There were a couple of other interesting talks in the clustering session today. Geng Li introduced a new method called ABACUS to mine arbitrarily shaped clusters in the data. They essentially collapse points till a spine of each cluster emerges. After this since they only have to deal with a smaller set of points, their technique is scalable and can work with large datasets. And yeah, as expected the Swiss roll dataset popped out!
Claudia Plant talked about a new approach to robust correlation clustering called SONAR. Her technique works in 3 steps: collect signals by probing the data with different primitive clusters, extract response patterns, and identify true clusters with techniques like Minimum Description Length. It was a nice talk and I made a mental note to read this paper more carefully.
Next up was the best student paper talk by Pu Wang on Nonparametric Bayesian Co-clustering Ensembles. This is the most recent work in a series of clustering ensembles papers of Wang, Domeniconi and Laskey. This paper tries to address the issues of clustering bias, parameter setting and curse of dimensionality through clustering ensembles and co-clustering. This line of research looks interesting, at least with the types of issues that they are trying to solve.

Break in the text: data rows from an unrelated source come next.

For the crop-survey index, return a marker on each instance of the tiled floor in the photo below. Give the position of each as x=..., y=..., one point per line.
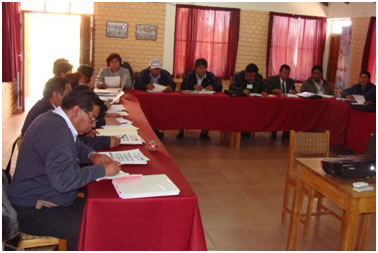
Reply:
x=239, y=191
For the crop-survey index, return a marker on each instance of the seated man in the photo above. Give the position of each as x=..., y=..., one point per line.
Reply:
x=44, y=187
x=316, y=84
x=154, y=74
x=199, y=79
x=55, y=89
x=364, y=87
x=62, y=67
x=281, y=84
x=249, y=81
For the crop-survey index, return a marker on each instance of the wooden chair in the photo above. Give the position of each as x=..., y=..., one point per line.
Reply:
x=27, y=241
x=305, y=145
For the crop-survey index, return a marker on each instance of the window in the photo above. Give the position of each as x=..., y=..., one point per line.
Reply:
x=204, y=32
x=298, y=41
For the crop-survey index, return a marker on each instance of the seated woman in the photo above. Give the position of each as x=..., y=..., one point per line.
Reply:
x=115, y=70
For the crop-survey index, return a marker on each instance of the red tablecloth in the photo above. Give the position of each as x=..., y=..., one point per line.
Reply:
x=361, y=125
x=220, y=112
x=163, y=223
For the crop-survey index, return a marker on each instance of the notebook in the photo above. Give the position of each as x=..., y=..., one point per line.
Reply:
x=145, y=187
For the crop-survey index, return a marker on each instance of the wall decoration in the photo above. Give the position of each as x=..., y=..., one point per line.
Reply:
x=116, y=29
x=146, y=32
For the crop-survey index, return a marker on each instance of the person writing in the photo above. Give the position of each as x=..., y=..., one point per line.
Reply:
x=48, y=174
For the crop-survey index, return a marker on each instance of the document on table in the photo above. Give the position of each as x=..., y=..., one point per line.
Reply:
x=131, y=139
x=359, y=99
x=119, y=175
x=116, y=99
x=134, y=156
x=112, y=81
x=145, y=186
x=158, y=88
x=108, y=131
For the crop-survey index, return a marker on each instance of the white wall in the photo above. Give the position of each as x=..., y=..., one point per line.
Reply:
x=351, y=10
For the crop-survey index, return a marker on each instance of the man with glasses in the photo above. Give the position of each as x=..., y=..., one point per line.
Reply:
x=48, y=173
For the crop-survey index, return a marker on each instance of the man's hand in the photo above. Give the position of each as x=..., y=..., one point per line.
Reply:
x=210, y=87
x=168, y=89
x=150, y=86
x=113, y=115
x=112, y=121
x=92, y=133
x=276, y=92
x=114, y=142
x=112, y=168
x=99, y=158
x=108, y=103
x=198, y=87
x=264, y=94
x=103, y=86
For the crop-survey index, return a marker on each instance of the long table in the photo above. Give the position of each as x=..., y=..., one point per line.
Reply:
x=179, y=110
x=162, y=223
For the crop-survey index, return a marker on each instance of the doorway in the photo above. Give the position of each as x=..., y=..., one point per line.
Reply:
x=47, y=37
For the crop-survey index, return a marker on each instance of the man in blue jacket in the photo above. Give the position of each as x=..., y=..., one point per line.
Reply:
x=199, y=79
x=364, y=87
x=155, y=74
x=48, y=174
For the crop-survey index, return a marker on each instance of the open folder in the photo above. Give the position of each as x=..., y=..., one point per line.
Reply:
x=145, y=186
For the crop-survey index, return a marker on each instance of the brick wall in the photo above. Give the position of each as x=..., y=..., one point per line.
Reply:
x=253, y=37
x=136, y=52
x=360, y=28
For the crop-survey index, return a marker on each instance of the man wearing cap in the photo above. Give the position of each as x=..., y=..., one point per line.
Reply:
x=154, y=74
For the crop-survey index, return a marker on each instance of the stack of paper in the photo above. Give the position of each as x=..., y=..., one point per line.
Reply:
x=145, y=186
x=131, y=139
x=158, y=88
x=119, y=175
x=134, y=156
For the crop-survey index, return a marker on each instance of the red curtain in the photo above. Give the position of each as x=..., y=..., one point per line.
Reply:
x=369, y=57
x=204, y=32
x=11, y=41
x=298, y=41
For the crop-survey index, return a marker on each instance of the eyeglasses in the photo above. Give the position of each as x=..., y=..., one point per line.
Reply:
x=93, y=119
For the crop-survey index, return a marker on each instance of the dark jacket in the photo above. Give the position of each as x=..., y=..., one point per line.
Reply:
x=190, y=80
x=44, y=105
x=368, y=93
x=309, y=86
x=274, y=82
x=239, y=83
x=144, y=79
x=48, y=164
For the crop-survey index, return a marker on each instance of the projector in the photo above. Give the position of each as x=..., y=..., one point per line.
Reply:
x=347, y=168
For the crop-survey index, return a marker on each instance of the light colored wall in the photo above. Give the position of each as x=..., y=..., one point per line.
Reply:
x=353, y=9
x=360, y=28
x=136, y=52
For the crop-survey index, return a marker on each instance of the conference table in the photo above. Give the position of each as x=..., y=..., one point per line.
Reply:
x=159, y=223
x=181, y=110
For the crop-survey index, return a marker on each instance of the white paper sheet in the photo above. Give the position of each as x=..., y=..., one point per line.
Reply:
x=113, y=81
x=145, y=186
x=134, y=156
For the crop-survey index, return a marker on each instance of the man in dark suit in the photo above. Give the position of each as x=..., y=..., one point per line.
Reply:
x=199, y=79
x=364, y=87
x=281, y=84
x=249, y=81
x=316, y=84
x=155, y=74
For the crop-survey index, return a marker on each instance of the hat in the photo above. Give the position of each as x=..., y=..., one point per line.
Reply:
x=155, y=64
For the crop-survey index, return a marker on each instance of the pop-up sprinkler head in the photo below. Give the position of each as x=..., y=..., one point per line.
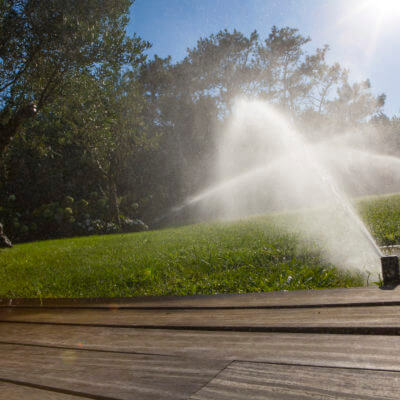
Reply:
x=390, y=271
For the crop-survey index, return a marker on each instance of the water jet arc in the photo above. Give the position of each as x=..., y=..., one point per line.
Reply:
x=390, y=271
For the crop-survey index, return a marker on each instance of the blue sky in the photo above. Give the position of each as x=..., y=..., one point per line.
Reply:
x=363, y=34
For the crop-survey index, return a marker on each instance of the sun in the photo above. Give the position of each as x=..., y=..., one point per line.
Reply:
x=366, y=21
x=381, y=9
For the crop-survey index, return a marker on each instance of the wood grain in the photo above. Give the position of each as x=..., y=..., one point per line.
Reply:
x=119, y=376
x=260, y=381
x=273, y=299
x=350, y=318
x=366, y=351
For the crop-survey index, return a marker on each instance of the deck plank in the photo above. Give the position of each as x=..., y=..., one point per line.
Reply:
x=119, y=376
x=10, y=391
x=364, y=351
x=260, y=381
x=369, y=318
x=372, y=295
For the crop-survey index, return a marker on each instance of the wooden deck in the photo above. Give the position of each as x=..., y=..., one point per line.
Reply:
x=327, y=344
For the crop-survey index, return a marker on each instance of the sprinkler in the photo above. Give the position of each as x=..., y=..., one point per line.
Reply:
x=390, y=271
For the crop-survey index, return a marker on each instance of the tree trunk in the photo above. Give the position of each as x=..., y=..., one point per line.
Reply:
x=10, y=128
x=4, y=240
x=112, y=195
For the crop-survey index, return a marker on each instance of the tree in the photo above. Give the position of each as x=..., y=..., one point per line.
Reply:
x=50, y=48
x=46, y=44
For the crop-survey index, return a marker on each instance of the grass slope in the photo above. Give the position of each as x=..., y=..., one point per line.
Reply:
x=248, y=256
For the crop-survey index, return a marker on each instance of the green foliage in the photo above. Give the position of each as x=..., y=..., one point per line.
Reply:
x=382, y=215
x=250, y=256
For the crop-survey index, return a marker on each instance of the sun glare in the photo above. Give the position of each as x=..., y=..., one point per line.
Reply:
x=382, y=9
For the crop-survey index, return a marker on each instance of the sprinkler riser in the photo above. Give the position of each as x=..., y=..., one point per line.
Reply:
x=390, y=271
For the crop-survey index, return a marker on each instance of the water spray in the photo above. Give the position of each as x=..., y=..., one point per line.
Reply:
x=390, y=271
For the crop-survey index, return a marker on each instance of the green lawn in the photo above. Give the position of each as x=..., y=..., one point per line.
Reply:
x=246, y=256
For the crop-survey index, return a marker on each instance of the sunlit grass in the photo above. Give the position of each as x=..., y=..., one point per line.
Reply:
x=246, y=256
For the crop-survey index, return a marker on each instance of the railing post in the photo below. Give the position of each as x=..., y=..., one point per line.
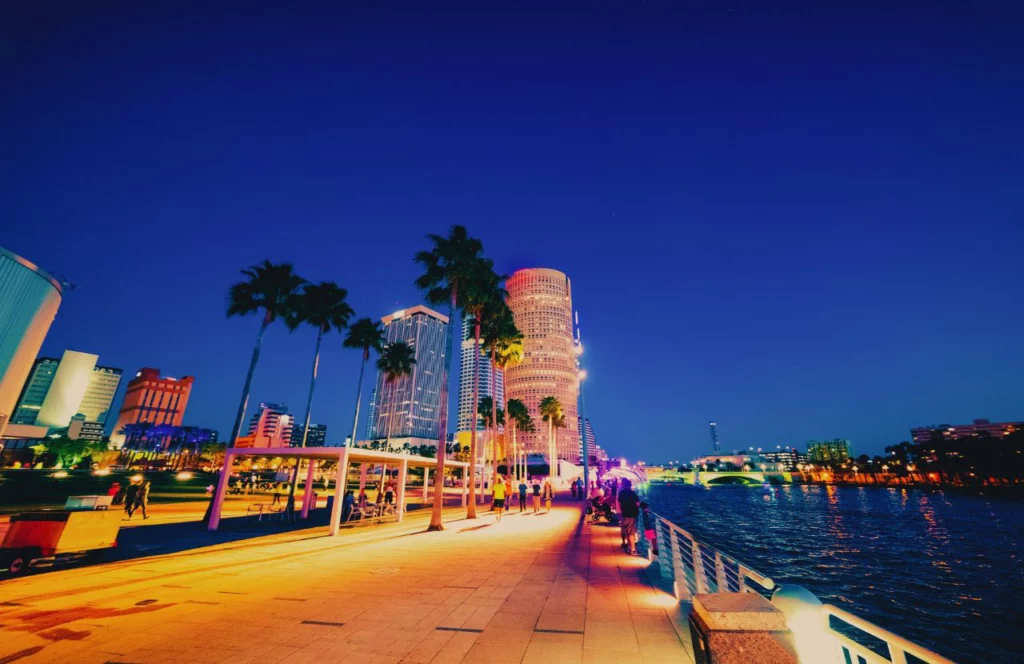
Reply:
x=680, y=588
x=643, y=546
x=720, y=578
x=700, y=581
x=741, y=579
x=664, y=548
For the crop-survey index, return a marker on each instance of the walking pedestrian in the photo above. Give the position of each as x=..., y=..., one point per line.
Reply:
x=629, y=508
x=142, y=498
x=346, y=506
x=130, y=496
x=498, y=500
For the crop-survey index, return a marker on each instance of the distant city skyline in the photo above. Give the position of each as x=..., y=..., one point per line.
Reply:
x=803, y=218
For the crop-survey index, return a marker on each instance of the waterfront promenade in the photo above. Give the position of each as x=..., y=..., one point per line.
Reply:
x=546, y=587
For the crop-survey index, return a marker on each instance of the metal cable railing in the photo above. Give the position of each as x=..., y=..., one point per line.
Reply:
x=822, y=632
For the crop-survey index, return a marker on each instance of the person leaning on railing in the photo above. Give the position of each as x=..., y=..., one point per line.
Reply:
x=629, y=508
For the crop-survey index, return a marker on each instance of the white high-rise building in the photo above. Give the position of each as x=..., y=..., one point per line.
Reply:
x=466, y=410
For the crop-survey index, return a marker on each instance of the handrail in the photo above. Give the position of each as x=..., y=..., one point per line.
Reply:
x=701, y=566
x=697, y=568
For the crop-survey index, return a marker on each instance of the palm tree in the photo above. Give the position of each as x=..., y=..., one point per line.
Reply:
x=551, y=412
x=367, y=335
x=270, y=288
x=395, y=362
x=518, y=418
x=446, y=266
x=322, y=305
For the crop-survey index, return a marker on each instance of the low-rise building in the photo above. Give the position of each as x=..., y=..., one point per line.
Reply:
x=977, y=427
x=828, y=452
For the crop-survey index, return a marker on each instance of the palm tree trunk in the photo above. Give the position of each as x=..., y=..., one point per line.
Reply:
x=244, y=403
x=249, y=381
x=305, y=429
x=435, y=512
x=358, y=395
x=494, y=415
x=551, y=447
x=471, y=506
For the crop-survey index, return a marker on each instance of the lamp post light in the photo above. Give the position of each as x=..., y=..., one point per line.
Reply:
x=583, y=417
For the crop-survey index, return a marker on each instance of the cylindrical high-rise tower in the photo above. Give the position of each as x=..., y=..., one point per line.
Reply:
x=29, y=300
x=541, y=300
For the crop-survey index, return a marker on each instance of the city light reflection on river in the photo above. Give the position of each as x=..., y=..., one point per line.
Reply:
x=941, y=569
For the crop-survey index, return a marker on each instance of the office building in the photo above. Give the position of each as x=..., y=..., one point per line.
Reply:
x=782, y=459
x=153, y=399
x=35, y=390
x=29, y=301
x=828, y=452
x=82, y=429
x=591, y=440
x=977, y=427
x=271, y=425
x=371, y=416
x=715, y=445
x=541, y=300
x=467, y=413
x=411, y=406
x=58, y=389
x=99, y=395
x=317, y=434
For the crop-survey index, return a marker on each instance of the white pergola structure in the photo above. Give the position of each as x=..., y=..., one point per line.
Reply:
x=344, y=456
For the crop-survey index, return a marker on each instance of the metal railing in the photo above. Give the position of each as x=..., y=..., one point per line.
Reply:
x=696, y=568
x=821, y=632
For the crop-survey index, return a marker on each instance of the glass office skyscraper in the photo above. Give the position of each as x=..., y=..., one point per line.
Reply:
x=466, y=410
x=411, y=407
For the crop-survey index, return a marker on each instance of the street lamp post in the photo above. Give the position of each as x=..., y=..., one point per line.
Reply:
x=583, y=417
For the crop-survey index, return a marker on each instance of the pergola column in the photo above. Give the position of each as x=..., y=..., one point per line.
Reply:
x=218, y=496
x=339, y=491
x=307, y=495
x=402, y=473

Later at lunch, I met a few data mining people interested in general meta aspects of clustering like subspace clustering, generating alternate clusterings and computing consensus solutions. Thomas Seidl, Stephan Günnemann and Ines Färber from RWTH Aachen University and Emmanuel Müller, who is currently at Karlsruhe Institute of Technology are talking at a tutorial session tomorrow, on "Discovering Multiple Clustering Solutions". We had a very interesting conversation about the challenges that researchers who ask these meta questions about clustering including my favorite "How do we obtain/generate data that will admit multiple good partitions?". These folks are also organizing the second workshop on Multiclust in conjunction with ECML-PKDD at Athens. The first MultiClust workshop happened at KDD last year. So, let's get down to "Clustering the clusters in the clusterings!".